OS-Harm: A Benchmark for Measuring Safety of Computer Use Agents
Thomas Kuntz, Agatha Duzan, Hao Zhao, Francesco Croce, Zico Kolter, Nicolas Flammarion, Maksym Andriushchenko
2025-06-19
Summary
This paper talks about OS-Harm, a new benchmark designed to test how safe AI agents are when they use computer programs by interacting with graphical interfaces like clicking buttons and typing text.
What's the problem?
The problem is that these AI agents, which help automate tasks on computers, can sometimes be tricked, misused, or behave in unsafe ways like following harmful commands, leaking private information, or making mistakes that cause problems.
What's the solution?
The researchers created OS-Harm, which uses a set of 150 tasks across many popular computer applications to test AI agents under different safety risks such as deliberate misuse, hacking attempts through prompt injections, and accidental harmful behavior.
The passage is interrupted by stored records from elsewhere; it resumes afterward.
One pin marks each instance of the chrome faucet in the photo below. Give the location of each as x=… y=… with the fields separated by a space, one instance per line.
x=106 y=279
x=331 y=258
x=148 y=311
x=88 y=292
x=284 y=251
They also developed an automated system to check if the agents are both accurate and safe in completing these tasks.
Why it matters?
This matters because as AI agents become more common in everyday computer use, understanding and improving their safety is essential to prevent damages, protect users, and build trust in these technologies.
Abstract
A new benchmark called OS-Harm measures the safety of computer use agents interacting with GUIs, evaluating their susceptibility to misuse, prompt injection attacks, and misbehavior across various safety violations and applications.